H. P. Lovecraft: Against the World, Against Life (H. P. Lovecraft : Contre le monde, contre la vie) is a work of literary criticism by French author Michel Houellebecq regarding the works of H. P. Lovecraft. The English-language edition for the American and UK market was translated by Dorna Khazeni and features an introduction by American novelist Stephen King. In some editions the book also includes two of Lovecraft's best known short stories: "The Call of Cthulhu" and "The Whisperer in Darkness."

==Overview==
In this early published work (which he calls his "first novel"), Houellebecq describes having discovered Lovecraft as a teenager and being struck by how each story was, as he describes, "an open slice of howling fear." He describes a fascination with Lovecraft's anti-modernity, what he supposes is Lovecraft's profound hatred of life and philosophical denial of the real world; Houellebecq notes that his works include "not a single allusion to two of the realities to which we generally ascribe great importance: sex and money." He posits Lovecraft as an American existentialist for whom both life and death are meaningless. He also praises what he sees as Lovecraft's rejection of democracy and progressivism.

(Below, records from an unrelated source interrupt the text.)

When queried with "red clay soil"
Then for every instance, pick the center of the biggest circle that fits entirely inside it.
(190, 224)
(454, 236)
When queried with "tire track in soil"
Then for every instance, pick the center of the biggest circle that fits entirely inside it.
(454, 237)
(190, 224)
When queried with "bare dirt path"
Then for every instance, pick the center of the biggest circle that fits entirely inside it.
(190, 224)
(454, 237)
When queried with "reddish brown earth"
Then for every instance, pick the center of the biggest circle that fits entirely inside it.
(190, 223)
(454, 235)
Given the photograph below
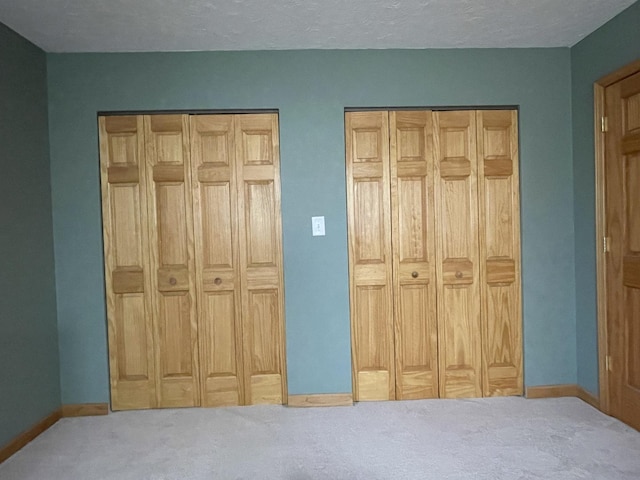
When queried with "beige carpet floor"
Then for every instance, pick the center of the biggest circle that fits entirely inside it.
(502, 438)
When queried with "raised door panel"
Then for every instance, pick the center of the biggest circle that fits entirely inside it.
(127, 274)
(218, 265)
(169, 199)
(414, 279)
(622, 173)
(457, 262)
(260, 253)
(370, 258)
(499, 226)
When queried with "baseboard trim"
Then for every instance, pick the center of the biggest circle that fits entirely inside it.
(588, 398)
(321, 400)
(552, 391)
(27, 436)
(568, 390)
(85, 410)
(77, 410)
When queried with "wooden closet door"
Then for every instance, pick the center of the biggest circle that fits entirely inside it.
(260, 235)
(622, 175)
(218, 283)
(172, 259)
(498, 188)
(413, 240)
(127, 274)
(456, 199)
(370, 258)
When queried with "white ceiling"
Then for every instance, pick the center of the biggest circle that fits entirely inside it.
(184, 25)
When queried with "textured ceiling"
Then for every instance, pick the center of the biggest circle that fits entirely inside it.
(182, 25)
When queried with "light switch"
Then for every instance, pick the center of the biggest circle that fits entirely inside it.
(317, 226)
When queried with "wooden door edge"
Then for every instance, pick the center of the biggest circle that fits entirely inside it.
(601, 294)
(601, 231)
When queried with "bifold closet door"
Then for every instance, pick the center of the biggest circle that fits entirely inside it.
(257, 150)
(457, 258)
(413, 245)
(498, 185)
(171, 259)
(218, 276)
(370, 257)
(127, 275)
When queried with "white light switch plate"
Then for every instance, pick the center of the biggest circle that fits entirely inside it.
(317, 226)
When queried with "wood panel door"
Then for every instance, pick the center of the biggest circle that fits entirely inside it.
(413, 242)
(499, 225)
(218, 278)
(457, 257)
(126, 243)
(622, 184)
(172, 259)
(370, 257)
(260, 253)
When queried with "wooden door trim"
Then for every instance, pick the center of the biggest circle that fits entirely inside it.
(599, 88)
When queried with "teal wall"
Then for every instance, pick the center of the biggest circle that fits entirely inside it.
(604, 51)
(29, 371)
(311, 90)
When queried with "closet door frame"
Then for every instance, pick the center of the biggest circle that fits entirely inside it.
(257, 386)
(496, 271)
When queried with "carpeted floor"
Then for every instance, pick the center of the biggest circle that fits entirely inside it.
(501, 438)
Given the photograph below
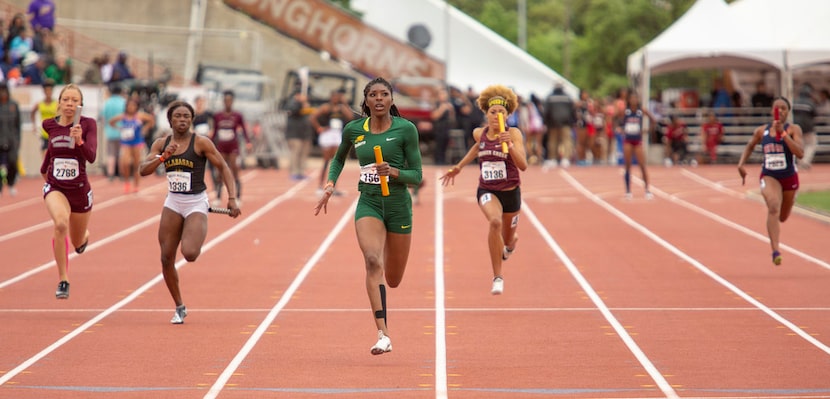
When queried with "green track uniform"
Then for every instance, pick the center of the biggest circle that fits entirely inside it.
(400, 149)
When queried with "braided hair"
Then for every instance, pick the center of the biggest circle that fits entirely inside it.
(365, 107)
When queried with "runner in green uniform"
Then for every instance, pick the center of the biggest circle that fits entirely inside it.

Also noted is Houellebecq's exegesis of Lovecraft's racial preoccupations, which he traces to a 24-month period during which Lovecraft lived in the comparatively racially mixed New York City of the 1920s, where, Houellebecq says, Lovecraft learned to take "racism back to its essential and most profound core: fear." He notes the recurring image in Lovecraft's fiction of a mammoth, hideous city teeming with terrifying beings.

Houellebecq's acceptance of Schopenhauer's philosophy had a marked influence on his reaction to Lovecraft.